El acceso a la tecnología ya no es el principal reto entre los menores, sino saber utilizarla bien. Un estudio de la Fundación Cibervoluntarios, en colaboración con el Ministerio de Juventud e Infancia, muestra que la formación específica en competencias digitales marca una diferencia clara: los jóvenes pasan de un uso básico a uno más consciente y seguro.
La investigación, en la que han participado 5.685 niños, niñas y adolescentes de entre 9 y 17 años, revela una mejora de hasta 1,5 puntos en sus resultados tras recibir formación. En este sentido, el cambio no es solo cuantitativo, sino también cualitativo, ya que los menores evolucionan hacia un uso más crítico, creativo y responsable de la tecnología.
Además, uno de los avances más destacados se produce en el ámbito de la privacidad y la huella digital. En este caso, la puntuación media pasa de 3,22 a 5,53, lo que refleja una mayor comprensión de los riesgos y de cómo gestionarlos. Este dato resulta especialmente relevante en un entorno donde la exposición digital comienza cada vez a edades más tempranas.
Por otro lado, el impacto es aún mayor entre los menores más jóvenes. Aquellos de entre 9 y 13 años parten de una media de 4,46 y alcanzan el aprobado con un 6, lo que confirma que la formación temprana no solo mejora competencias, sino que también ayuda a reducir desigualdades. A medida que aumenta la edad, el ritmo de aprendizaje se ralentiza, lo que refuerza la importancia de intervenir cuanto antes.
El estudio también pone el foco en las diferencias de género. Aunque las niñas muestran una mejora significativa tras la formación, persiste una brecha en términos de confianza, lo que evidencia la necesidad de acompañar el aprendizaje técnico con apoyo emocional.

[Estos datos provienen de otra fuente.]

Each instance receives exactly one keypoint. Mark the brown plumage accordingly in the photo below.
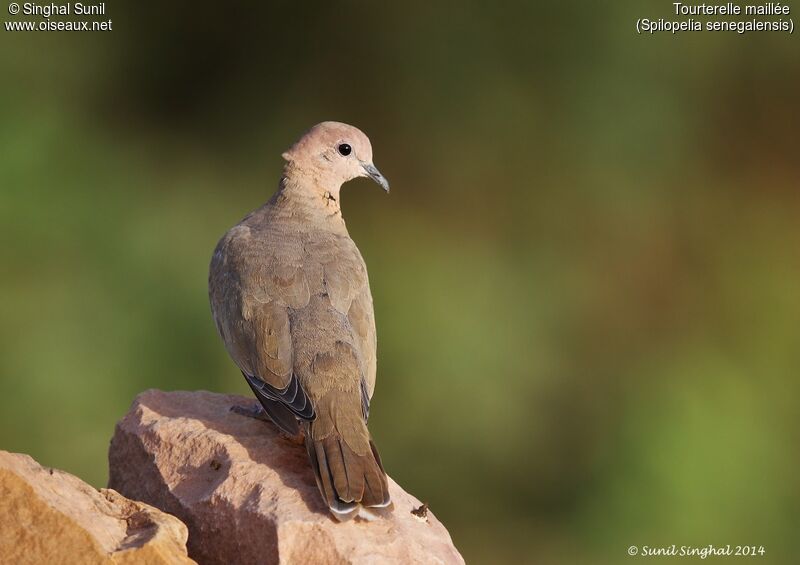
(290, 296)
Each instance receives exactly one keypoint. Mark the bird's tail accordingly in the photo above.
(346, 475)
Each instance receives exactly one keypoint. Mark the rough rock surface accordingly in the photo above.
(49, 516)
(248, 494)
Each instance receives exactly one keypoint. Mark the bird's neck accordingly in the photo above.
(311, 197)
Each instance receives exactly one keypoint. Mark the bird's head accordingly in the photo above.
(333, 153)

En este sentido, el desarrollo de competencias digitales no solo influye en el conocimiento, sino también en la seguridad y el bienestar de los menores.
Asimismo, el análisis señala que tanto familias como jóvenes son conscientes de los riesgos del entorno digital, pero no siempre disponen de las herramientas necesarias para afrontarlos. Rubén Pérez Correa, secretario de Estado de Juventud e Infancia, ha explicado que “cuando niños, niñas y adolescentes tienen más herramientas para entender dónde están, qué riesgos existen y cómo protegerse, no solo saben más: también se sienten mejor”.
En la misma línea, Yolanda Rueda, presidenta de la Fundación Cibervoluntarios, ha destacado que “la formación en competencias digitales es clave para que su uso sea consciente, crítico y creativo, y para reducir desigualdades desde edades tempranas”. Además, ha subrayado la necesidad de que este aprendizaje sea continuo para consolidar sus beneficios.
En conjunto, los resultados apuntan a una conclusión clara: formar en tecnología ya no es opcional, sino esencial. En un entorno cada vez más digital, el conocimiento no solo mejora el uso de las herramientas, sino que también fortalece la autonomía y la capacidad de los menores para desenvolverse con seguridad en su día a día.